MDM4UName:______

Date:

Unit 1 Review

1.A survey was taken to examine the types of movies preferred by people. The results are:

Movie Type / Male / Female
Action / 42 / 20
Comedy / 27 / 36
Drama / 15 / 31
Thriller / 26 / 16
Sci Fi / 14 / 2

Create a split-bar graph to display these data and state any conclusions that can be made.
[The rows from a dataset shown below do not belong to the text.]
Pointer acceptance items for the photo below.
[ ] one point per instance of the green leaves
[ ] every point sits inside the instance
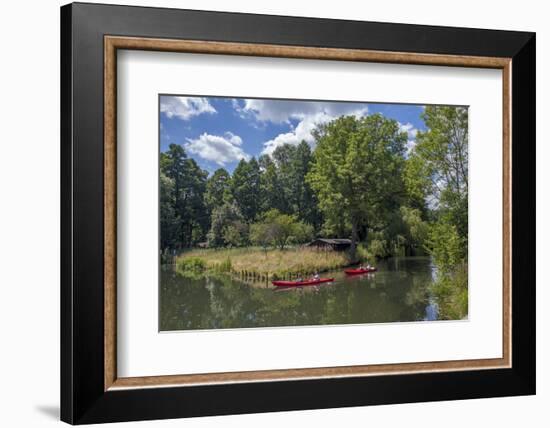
(357, 169)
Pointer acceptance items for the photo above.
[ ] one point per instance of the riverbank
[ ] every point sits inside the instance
(254, 263)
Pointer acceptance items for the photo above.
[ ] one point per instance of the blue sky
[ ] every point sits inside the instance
(219, 132)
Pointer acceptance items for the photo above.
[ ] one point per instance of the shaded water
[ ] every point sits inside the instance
(398, 292)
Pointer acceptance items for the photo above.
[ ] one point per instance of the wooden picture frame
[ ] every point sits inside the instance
(91, 390)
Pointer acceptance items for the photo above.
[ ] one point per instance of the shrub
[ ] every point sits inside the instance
(190, 265)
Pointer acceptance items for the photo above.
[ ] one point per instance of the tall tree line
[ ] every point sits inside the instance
(219, 209)
(360, 182)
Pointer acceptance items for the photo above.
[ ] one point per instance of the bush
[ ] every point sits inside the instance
(451, 290)
(190, 265)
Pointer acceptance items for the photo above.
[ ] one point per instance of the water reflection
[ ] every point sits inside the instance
(398, 292)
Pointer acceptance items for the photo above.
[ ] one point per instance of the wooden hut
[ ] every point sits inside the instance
(335, 244)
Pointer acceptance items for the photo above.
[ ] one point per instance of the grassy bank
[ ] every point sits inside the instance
(257, 264)
(451, 290)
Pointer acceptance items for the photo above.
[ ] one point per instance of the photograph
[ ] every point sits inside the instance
(283, 212)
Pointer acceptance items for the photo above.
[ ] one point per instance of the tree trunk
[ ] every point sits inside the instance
(353, 248)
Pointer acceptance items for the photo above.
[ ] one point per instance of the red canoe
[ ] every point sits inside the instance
(302, 283)
(359, 271)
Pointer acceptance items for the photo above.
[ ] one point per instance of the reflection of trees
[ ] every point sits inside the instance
(397, 293)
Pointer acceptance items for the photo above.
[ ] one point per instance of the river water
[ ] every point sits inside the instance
(397, 292)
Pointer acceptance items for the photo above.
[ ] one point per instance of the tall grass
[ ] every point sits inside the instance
(451, 290)
(256, 263)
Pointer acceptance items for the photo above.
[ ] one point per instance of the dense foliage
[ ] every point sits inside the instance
(359, 182)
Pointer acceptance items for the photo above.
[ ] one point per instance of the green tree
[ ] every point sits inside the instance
(189, 184)
(293, 163)
(218, 188)
(227, 226)
(357, 170)
(245, 188)
(169, 221)
(261, 234)
(272, 194)
(437, 168)
(281, 229)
2.The enrollment at a high school is divided between grades as shown.

Grade / Enrollment
9 / 160
10 / 132
11 / 170
12 / 138

a)State the sector angles that would be used to create a circle graph to represent these data.

b)The school has $40 000 to spend on text books. How much should be spent on each grade if the money is to be distributed based on enrollment?
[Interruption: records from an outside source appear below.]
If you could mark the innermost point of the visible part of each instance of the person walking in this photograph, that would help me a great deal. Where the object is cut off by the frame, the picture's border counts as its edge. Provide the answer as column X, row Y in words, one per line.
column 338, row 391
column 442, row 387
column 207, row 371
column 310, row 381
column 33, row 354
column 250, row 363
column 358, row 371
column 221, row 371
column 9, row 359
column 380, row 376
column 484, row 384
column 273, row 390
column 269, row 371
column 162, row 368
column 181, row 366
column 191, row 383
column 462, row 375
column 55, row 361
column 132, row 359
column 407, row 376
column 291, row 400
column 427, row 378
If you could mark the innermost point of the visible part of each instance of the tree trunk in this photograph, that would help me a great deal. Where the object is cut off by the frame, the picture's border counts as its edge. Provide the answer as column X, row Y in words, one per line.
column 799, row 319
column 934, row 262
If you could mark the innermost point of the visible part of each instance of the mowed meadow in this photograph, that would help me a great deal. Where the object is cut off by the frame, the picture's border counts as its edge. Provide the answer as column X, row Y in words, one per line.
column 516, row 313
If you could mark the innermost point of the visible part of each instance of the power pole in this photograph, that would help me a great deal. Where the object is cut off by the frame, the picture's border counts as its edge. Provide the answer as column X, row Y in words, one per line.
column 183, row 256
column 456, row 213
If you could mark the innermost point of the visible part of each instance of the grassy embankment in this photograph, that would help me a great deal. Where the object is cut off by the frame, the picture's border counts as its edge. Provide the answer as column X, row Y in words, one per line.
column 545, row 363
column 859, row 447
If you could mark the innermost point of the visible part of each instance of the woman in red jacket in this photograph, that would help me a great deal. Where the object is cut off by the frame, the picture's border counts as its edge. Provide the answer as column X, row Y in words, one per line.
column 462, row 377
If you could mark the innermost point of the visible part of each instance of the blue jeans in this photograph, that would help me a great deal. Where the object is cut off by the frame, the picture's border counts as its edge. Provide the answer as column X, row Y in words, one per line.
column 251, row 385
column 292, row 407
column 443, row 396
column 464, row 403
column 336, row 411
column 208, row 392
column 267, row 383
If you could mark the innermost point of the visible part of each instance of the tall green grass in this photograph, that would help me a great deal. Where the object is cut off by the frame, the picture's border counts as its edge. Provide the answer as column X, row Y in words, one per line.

3.A botanist is testing a new fertilizer for apple trees. She measures the mass of apples from trees without the new fertilizer and the mass of apples from trees with the new fertilizer. Her results are shown in the following tables.

Apple Mass Without New Fertilizer (g) / Apple Mass With New Fertilizer (g)
127 / 133 / 191 / 178
148 / 145 / 154 / 191
109 / 151 / 102 / 201
168 / 138 / 176 / 149
129 / 115 / 143 / 145
135 / 197 / 105 / 169
131 / 169 / 195 / 182
148 / 108 / 204 / 222
145 / 142 / 196 / 139
111 / 148 / 167 / 159

a)Create a histogram for each set of data.

b)What conclusions can be made about the effectiveness of the fertilizer?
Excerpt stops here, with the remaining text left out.